Rushing in, with eyes only for that glorious throne, it is not until a few minutes later that the panic sets in. Turning around, expecting to be greeted by mountains of Andrex's finest, it dawns on you that your flatmate – the one whose turn it was to stock up, and who promised they'd remember – has once again forgotten.

Facing a choice between antibacterial wipes or the cardboard tubes left from old rolls of paper, you opt for the former – it might sting, but it doesn't sting nearly as much as the betrayal.

A sad choice, and the symbol of your betrayal

A sad choice, and the symbol of your betrayal

Scatter Shavers

The electric shaver: a wonderfully versatile, practical invention – perfect, in the right hands for trimming beards to the highest degree of precision.
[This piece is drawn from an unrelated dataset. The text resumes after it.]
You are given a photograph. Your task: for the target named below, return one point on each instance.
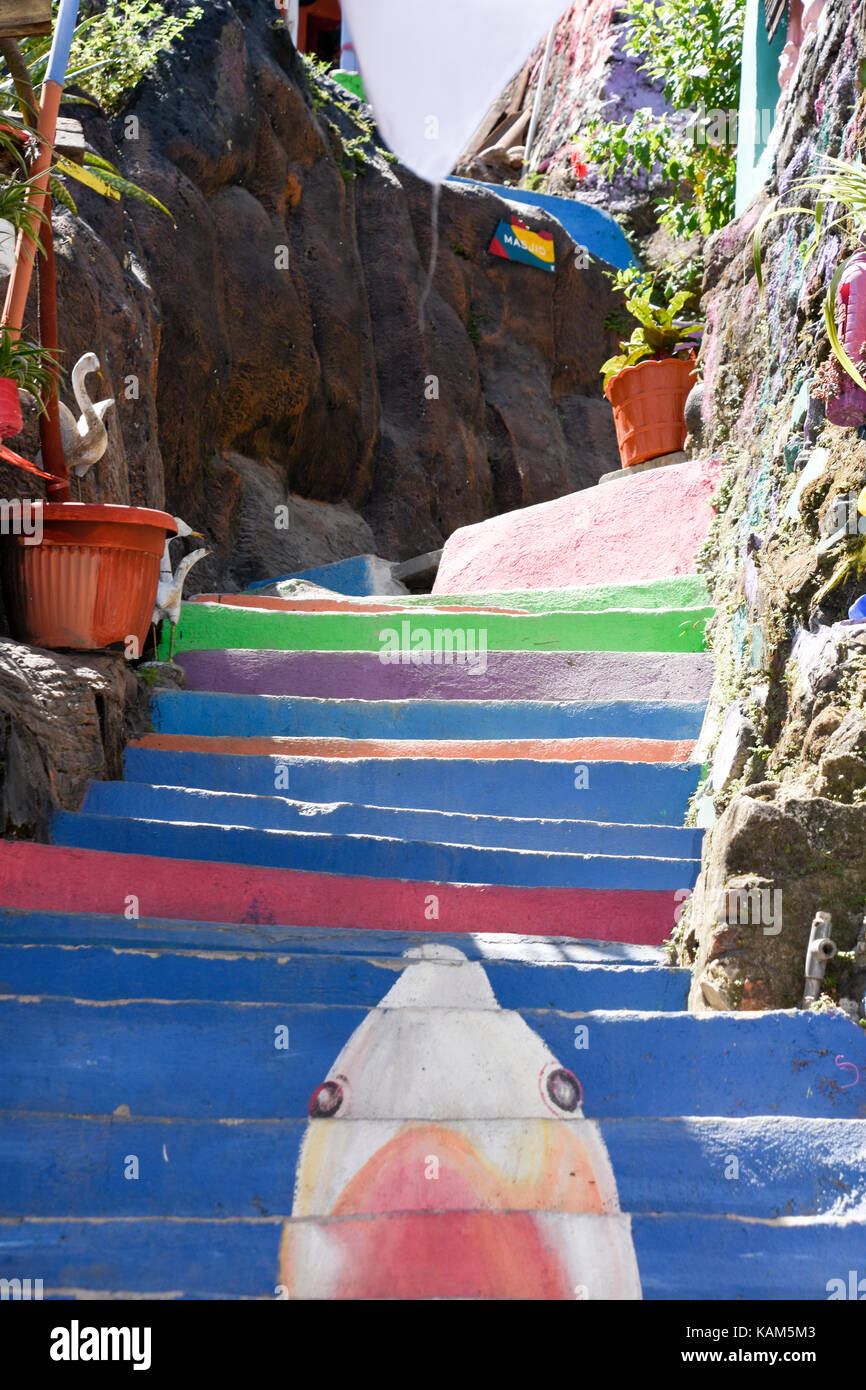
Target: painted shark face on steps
(446, 1127)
Unfortunately, in the hands of your hairiest and clumsiest flatmate, whose over-zealous 'scatter shave' approach manages to scatter hairs around the sink to a degree no-one ever thought imaginable – this device is transformed from an instrument of precision into a weapon of mass destruction.

Though they surface rarely – sometimes only once every few weeks – when the Scatter Shaver strikes, and you enjoy a mouthful of hair on the end of your toothbrush – you're sure to know about it.

Toothbrushes – often the first victims of the scatter shaver

Toothbrushes – often the first victims of the scatter shaver

Secret Stashing

This one will really get on your nerves. One day, during a time of flat crisis, you will notice that one flatmate in particular appears to have everything under control while chaos reigns over the rest of you.

Maybe they've managed to locate toilet paper during Bathroom Betrayal season. Or somehow they've found a plate even though Dish Deniers have relegated the entire pile of plates to the floor. How can this be?

Top of the wardrobe: a favourite haunt of the secret stash

Top of the wardrobe: a favourite haunt of the secret stash

The answer, though well hidden, is to be found in their room.

Somewhere – likely above or below their wardrobe – lies a secret stash of those most precious of flat commodities. Stacks of clean plates and rolls of glorious quilted Andrex have been in the flat all along, hiding away from everybody except for their subversive storer.

Rooting around in someone else's room might be a bad habit, but if it catches out one of these sorry individuals, then it was surely worth it.